The Income Tax Appellate Tribunal (ITAT), Mumbai Bench held that TDS cannot be deducted on the rent if the accommodation services were taken on a casual basis.
The assessee, Dadiba kali Pundole Esplanade House is engaged in the business of auctioning fine and decorative arts, promoting, publishing, documenting, executing, and selling arts.
The assessee filed its return of income declaring his total income, which was processed under section 143(1) of the Act. Thereafter, the case of the assessee was selected under scrutiny and statutory notices were issued and served upon the assessee.

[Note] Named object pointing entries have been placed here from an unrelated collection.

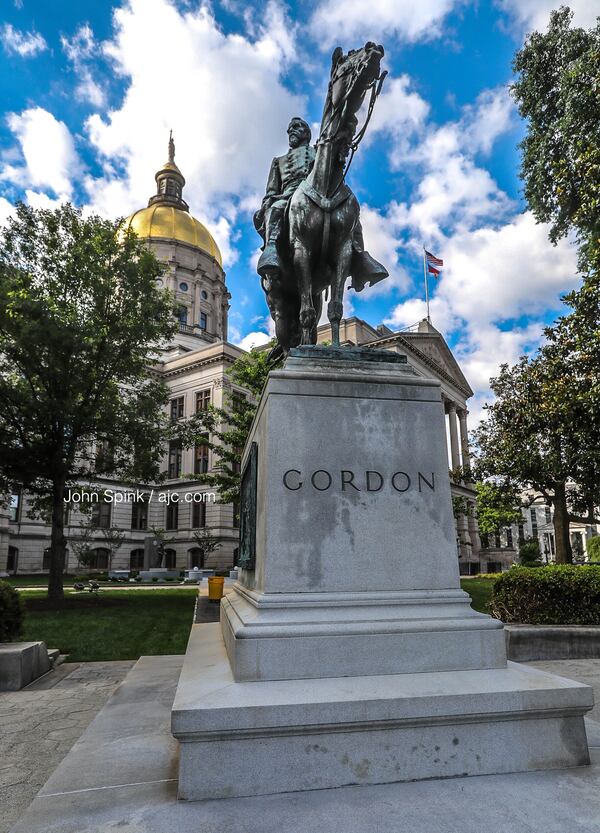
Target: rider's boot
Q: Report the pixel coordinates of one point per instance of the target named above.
(335, 311)
(269, 261)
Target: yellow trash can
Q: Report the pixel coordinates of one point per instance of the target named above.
(215, 588)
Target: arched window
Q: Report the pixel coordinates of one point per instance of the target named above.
(196, 558)
(12, 561)
(98, 559)
(136, 559)
(46, 560)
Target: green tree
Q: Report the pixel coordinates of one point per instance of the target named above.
(539, 435)
(529, 553)
(497, 506)
(80, 320)
(207, 541)
(225, 430)
(558, 94)
(593, 549)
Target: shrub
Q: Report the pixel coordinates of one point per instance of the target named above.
(529, 553)
(562, 594)
(11, 612)
(593, 547)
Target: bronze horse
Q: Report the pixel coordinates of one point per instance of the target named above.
(323, 244)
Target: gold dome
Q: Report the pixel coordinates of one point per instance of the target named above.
(166, 221)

During the course of assessment proceedings, the Assessing Officer noticed that the assessee has paid Rs.4,68,543 towards rent of hotel accommodation to Royal Bombay Yacht Club on which no TDS was deducted.

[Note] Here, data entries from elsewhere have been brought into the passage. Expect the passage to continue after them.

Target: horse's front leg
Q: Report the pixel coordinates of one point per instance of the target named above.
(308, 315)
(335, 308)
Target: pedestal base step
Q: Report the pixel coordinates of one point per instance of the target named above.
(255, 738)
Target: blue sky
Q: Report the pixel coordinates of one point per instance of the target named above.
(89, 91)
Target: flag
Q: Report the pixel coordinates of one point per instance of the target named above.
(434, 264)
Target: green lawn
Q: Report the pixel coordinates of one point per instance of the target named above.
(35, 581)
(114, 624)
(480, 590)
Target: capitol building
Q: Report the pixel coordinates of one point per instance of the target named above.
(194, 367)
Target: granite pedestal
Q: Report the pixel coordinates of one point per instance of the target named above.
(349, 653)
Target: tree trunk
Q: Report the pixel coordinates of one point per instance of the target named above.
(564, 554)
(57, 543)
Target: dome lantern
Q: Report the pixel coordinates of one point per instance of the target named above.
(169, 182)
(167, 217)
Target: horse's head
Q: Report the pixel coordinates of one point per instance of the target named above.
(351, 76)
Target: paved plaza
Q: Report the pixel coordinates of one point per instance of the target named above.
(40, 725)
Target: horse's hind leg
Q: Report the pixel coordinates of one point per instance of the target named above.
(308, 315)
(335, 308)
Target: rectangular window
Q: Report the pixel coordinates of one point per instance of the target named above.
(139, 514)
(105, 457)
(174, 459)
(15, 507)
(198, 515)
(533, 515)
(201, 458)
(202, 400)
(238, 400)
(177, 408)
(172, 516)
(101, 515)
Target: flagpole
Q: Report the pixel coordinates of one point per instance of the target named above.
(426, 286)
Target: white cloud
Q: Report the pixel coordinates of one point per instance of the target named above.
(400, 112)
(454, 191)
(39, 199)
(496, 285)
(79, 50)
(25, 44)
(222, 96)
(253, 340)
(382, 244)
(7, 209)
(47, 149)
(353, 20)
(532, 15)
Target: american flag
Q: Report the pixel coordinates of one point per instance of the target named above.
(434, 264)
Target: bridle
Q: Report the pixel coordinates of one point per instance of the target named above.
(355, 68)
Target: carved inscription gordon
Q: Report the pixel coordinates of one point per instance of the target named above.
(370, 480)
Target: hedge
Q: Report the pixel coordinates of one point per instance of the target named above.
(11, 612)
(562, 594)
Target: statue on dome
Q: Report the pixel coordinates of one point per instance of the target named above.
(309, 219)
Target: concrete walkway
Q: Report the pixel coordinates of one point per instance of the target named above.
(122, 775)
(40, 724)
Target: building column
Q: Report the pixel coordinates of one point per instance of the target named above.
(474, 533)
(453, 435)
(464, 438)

Accordingly, a show cause was given to the assessee as to why the same should not be disallowed under section 40(a)(ia) of the Act for non-deduction of Tax Deducted at Source.
The assessee also submitted that no single payment was made in excess of Rs.1,80,000 at any point in time. The assessee also referred to Circular No.5 dated July 30, 2020, issued by CBDT, wherein it has clarified the provisions relating to tax deduction at source regarding changes introduced through Finance Act, 1995.
The assessee also submitted that in the said Circular the Board clarified that the TDS is applicable to the payments made by persons other than individual and HUF for hotel accommodation taken on a regular basis which will be in the nature of rent would be subject to TDS under section 194-I of the Act.
The AO disallowed and added the same under section 40(a)(ia) of the Act for nondeduction of TDS. The CIT(A) confirmed the addition by holding that the assessee has paid accommodation charges for the hotel accommodation which is on a regular basis from the club without deduction of TDS at source.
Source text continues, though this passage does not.